Alors tous les vendredis et samedis, les habitant-e-s montrent leur mécontentement et leur rage. « We love our land, we will fight » est-il écrit sur un pan de mur. Le ton est donné. Ici l’esprit de résistance se transmet de génération en génération parce qu’il n’y pas d’alternatives. Plus que nul part ailleurs, exister c’est résister.
Ce jour-là, gaz lacrymogènes et balles en caoutchoucs sont les principales armes utilisées par l’armée israélienne. On apprend à reconnaître le son des tirs de balles, à se retourner et à se protéger la tête. Les enfants eux-mêmes connaissent ces gestes. On apprend aussi à observer l’orientation du vent lorsque pleuvent les gaz lacrymogènes et à courir pour se mettre à l’abri. Les gaz sont puissants, on respire de petites lingettes imbibées d’alcool pour recouvrer la respiration. Parfois ce n’est pas suffisant, et on peut suffoquer. Dans ces cas là, l’ambulance qui stationne dans la rue, s’avance pour s’occuper des blessés-e-s. Elle s’approche, recule, au rythme des attaques de l’armée israélienne.

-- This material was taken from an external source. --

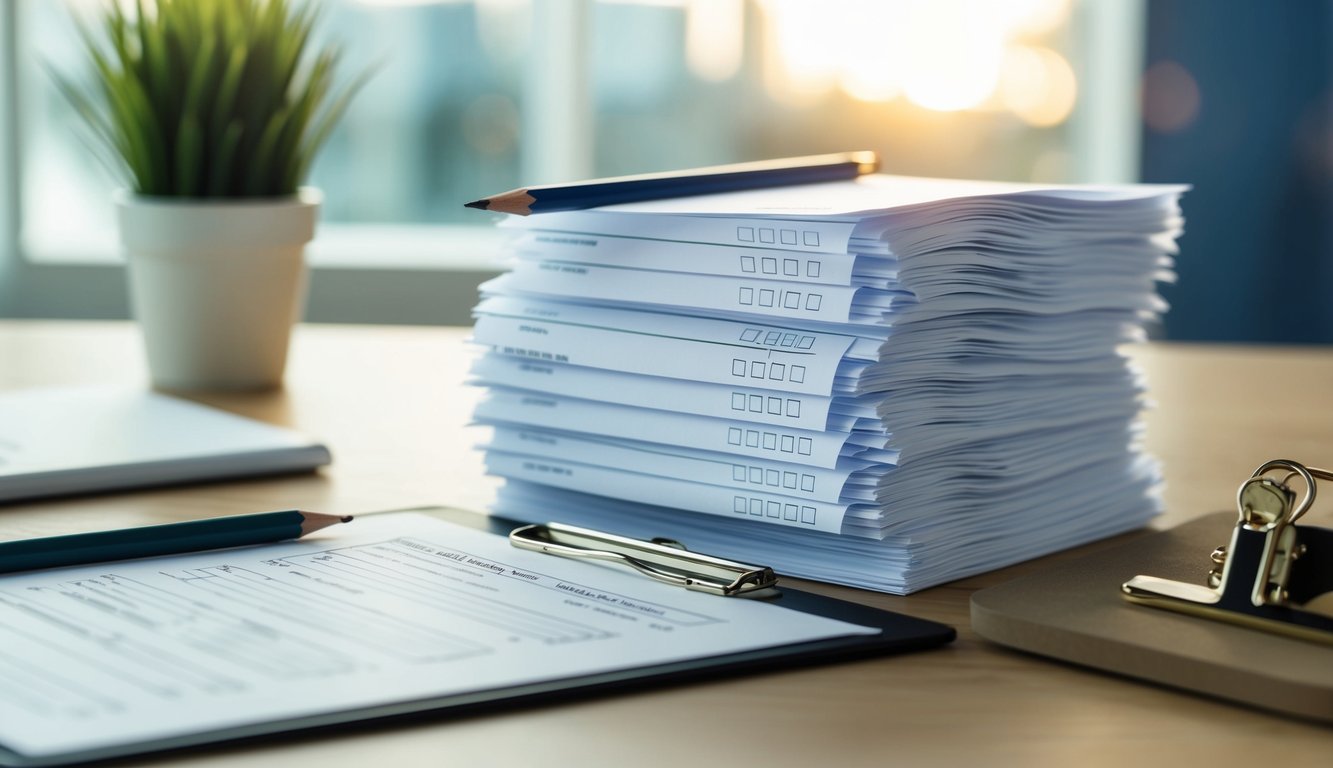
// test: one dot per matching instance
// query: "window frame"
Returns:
(431, 272)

Les soldats ont pris place sur la terrasse d’une maison à l’autre bout de la rue. Etonnée, je demande à un habitant à qui appartient cette maison. « Elle est à une famille palestinienne, ils sont dedans », me répond-il. Des soldats envahissent une autre maison et tirent depuis le toit. Je me sens soudainement très naïve d’avoir cru qu’ils ne se permettraient pas d’entrer chez les gens.

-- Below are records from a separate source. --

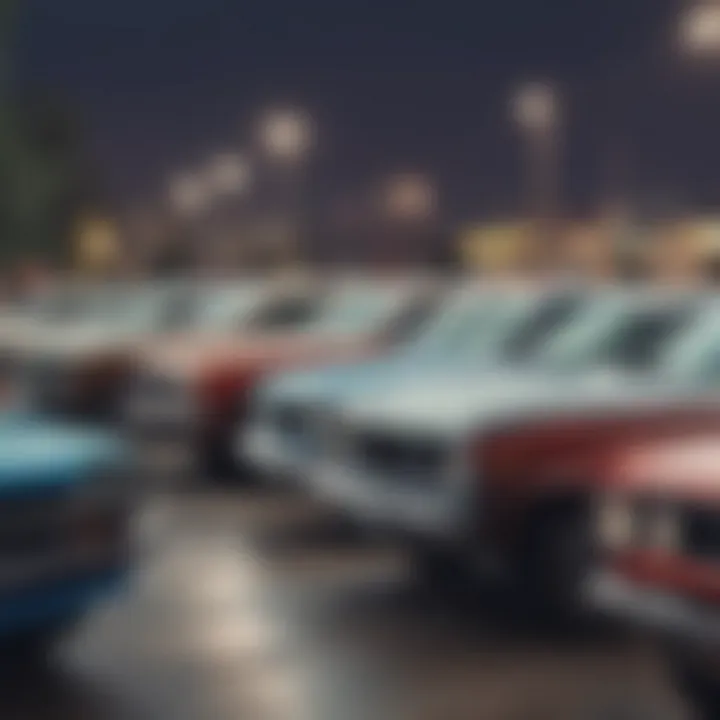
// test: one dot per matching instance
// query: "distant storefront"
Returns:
(495, 248)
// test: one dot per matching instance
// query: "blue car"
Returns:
(65, 499)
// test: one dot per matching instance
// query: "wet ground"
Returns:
(246, 606)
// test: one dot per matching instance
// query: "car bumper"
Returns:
(672, 615)
(46, 602)
(438, 513)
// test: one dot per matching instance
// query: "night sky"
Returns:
(159, 84)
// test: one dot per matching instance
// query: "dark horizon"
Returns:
(159, 87)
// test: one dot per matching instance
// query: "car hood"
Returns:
(186, 356)
(38, 454)
(463, 402)
(345, 382)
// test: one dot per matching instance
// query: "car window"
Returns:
(551, 314)
(361, 309)
(289, 312)
(411, 322)
(697, 356)
(470, 324)
(626, 334)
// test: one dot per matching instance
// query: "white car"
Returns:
(412, 461)
(476, 327)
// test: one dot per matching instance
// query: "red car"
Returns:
(659, 529)
(193, 392)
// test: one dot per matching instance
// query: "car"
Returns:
(66, 495)
(658, 527)
(487, 470)
(192, 397)
(80, 364)
(73, 358)
(476, 326)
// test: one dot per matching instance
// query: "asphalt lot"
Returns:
(246, 605)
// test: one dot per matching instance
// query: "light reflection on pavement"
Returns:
(239, 609)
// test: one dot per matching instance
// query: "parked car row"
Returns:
(559, 436)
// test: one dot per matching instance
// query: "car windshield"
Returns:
(697, 355)
(224, 308)
(128, 308)
(359, 309)
(624, 333)
(480, 323)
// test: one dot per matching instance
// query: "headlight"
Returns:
(624, 523)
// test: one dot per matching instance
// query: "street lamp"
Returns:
(189, 194)
(699, 29)
(410, 196)
(536, 113)
(286, 135)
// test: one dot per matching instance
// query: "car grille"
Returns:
(701, 532)
(403, 459)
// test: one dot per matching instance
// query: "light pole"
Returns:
(286, 138)
(699, 30)
(536, 113)
(409, 204)
(229, 174)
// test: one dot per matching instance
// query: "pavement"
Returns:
(253, 605)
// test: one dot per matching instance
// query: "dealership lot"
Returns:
(250, 605)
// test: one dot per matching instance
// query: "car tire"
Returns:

Du côté palestinien, on est habitué à tout ça. Alors pour se donner de la force, on chante, on crie, on charrie les shebab lorsqu’ils lancent des pierres bien loin de leur cible, on applaudit lorsque les gaz lacrymogènes sont renvoyés à leur expéditeur. Chaque vendredi, chaque samedi les mêmes scènes se répètent. On sent le mépris et la haine des soldats face à eux. Ils se moquent des shebab en imitant leur jet de pierre et s’amusent à leur faire peur en braquant leur arme sur eux. Parfois ils tirent, ça doit dépendre de leur humeur, ça ressemble tellement à un jeu pour eux. Mais il en faut plus pour décourager les habitant-e-s.
Ce jour là, la presse et de nombreux internationaux sont présents et les soldats ont l’air de le savoir. Pas de blessés graves, pas de personnes tuées. Mais lorsque la manifestation touche à sa fin, que les soldats se retirent de la rue principale et que les internationaux s’en vont, on commence à entendre des tirs à balles réelles qui viennent du haut du village. On monte la rue, la boule au ventre pour rejoindre les quelques manifestants qui attendent le départ des soldats. Quelques tirs retentissent encore une fois puis plus rien. Personne n’a été touché, et nous ne parvenons pas à savoir s’ils visaient quelqu’un ou non. 
Il est 16h30. Les habitant-e-s rentrent chez eux pour profiter enfin de leur jour de repos. Peut-être que les enfants auront le temps de jouer et de penser à autre chose avant que tout cela ne reprenne demain.